Tuesday, April 1, 2008
The Parthenon Marbles: Time to litigate?

The case of the Parthenon Marbles has been simmering away for decades. Every now and then an event occurs which prompts the Greeks to half-heartedly drag it forward onto the media front burner. For a few weeks everyone watches it let off steam until it gradually slides onto the back burner again.

The last time the Marbles issue moved up the news agenda was in 2003, just prior to the Olympic Games in Athens. But thanks to British Museum intransigence (it was also the BM’s 250th anniversary) the Greek appeals came to nothing. Now the temperature has risen once again due to the planned opening later this year (or more likely early next) of the new €94 million Bernard Tschumi-designed Acropolis Museum.

But don’t expect any significant movement on this issue. Why? Because although global thinking on museums and cultural heritage has moved into a progressive new phase, the British Museum remains marooned in the eighteenth century, manacled to an anachronistic and misguided notion of the ‘Universal Museum’.

The UNESCO conference on the Return of Cultural Objects to their Countries of Origin, held at the new Acropolis Museum in Athens on May 17-18, which I attended, successfully swerved around the most controversial repatriation issue of all — the Parthenon Marbles. Why no single paper addressed the subject directly remains a mystery. I was invited to give a paper and offered to speak on the ethical questions raised by the renaissance of the Universal Museum as a category, but this was rejected. I therefore attended merely as a visitor.

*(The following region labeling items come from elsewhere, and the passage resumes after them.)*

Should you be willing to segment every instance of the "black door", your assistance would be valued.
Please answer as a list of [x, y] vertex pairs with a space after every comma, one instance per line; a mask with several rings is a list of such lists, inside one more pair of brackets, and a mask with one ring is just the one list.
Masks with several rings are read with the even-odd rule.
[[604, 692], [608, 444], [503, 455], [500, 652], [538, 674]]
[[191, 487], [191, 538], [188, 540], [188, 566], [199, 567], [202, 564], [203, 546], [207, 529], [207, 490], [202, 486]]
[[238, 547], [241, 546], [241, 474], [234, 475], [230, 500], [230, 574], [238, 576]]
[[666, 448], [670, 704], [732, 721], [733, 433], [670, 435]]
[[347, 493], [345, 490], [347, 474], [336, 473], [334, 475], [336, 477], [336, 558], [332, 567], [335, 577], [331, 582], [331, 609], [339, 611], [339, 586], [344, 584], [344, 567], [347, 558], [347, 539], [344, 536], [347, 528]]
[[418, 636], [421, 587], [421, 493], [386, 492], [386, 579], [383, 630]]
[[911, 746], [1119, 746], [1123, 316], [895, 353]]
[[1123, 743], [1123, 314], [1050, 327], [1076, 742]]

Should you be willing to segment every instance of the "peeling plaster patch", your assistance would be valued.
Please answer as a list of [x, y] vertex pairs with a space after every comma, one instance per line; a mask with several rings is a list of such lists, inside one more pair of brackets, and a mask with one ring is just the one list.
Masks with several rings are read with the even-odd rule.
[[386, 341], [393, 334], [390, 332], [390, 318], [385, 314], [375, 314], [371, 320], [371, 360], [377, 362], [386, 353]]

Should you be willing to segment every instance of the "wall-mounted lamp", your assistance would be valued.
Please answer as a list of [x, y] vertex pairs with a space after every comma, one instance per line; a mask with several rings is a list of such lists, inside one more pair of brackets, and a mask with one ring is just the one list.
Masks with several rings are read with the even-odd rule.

In the event it was left to strategically-placed agents provocateurs among delegates to keep the topic of the Marbles (and the Universal Museum for that matter) in focus through awkward questions to the panellists throughout the two days.

But while leading members of UNESCO, (United Nations Educational Scientific and Cultural Organization), ICOM (International Council of Museums), cultural heritage lawyers, archaeologists, diplomats, journalists, and representatives of source communities were all in Athens agreeing a rock-solid consensus on, (among other things): the need to respect the human rights of others; a willingness to enter into negotiations without preconditions; adherence to ethical standards in museum practice and cultural diplomacy; compliance with new codes of practice for the antiquities trade; and the removal of legal impediments when museums decide to return objects, the British Museum was busily blockading itself into its Enlightenment bunker over in Bloomsbury.

Yesterday USA Today published a piece by Jeffrey Stinson (Greece to Britain: Hand over artwork) which quoted the British Museum’s Press Officer, Hannah Boulton, to the effect that, “Our position hasn’t changed.” The presence of the Marbles in London, Ms Boulton told Stinson, allows the British Museum to “tell a much broader story” of man’s cultural development than if they were shown in Athens with other Greek works of art. In short, then, “they won’t be going back to Greece.”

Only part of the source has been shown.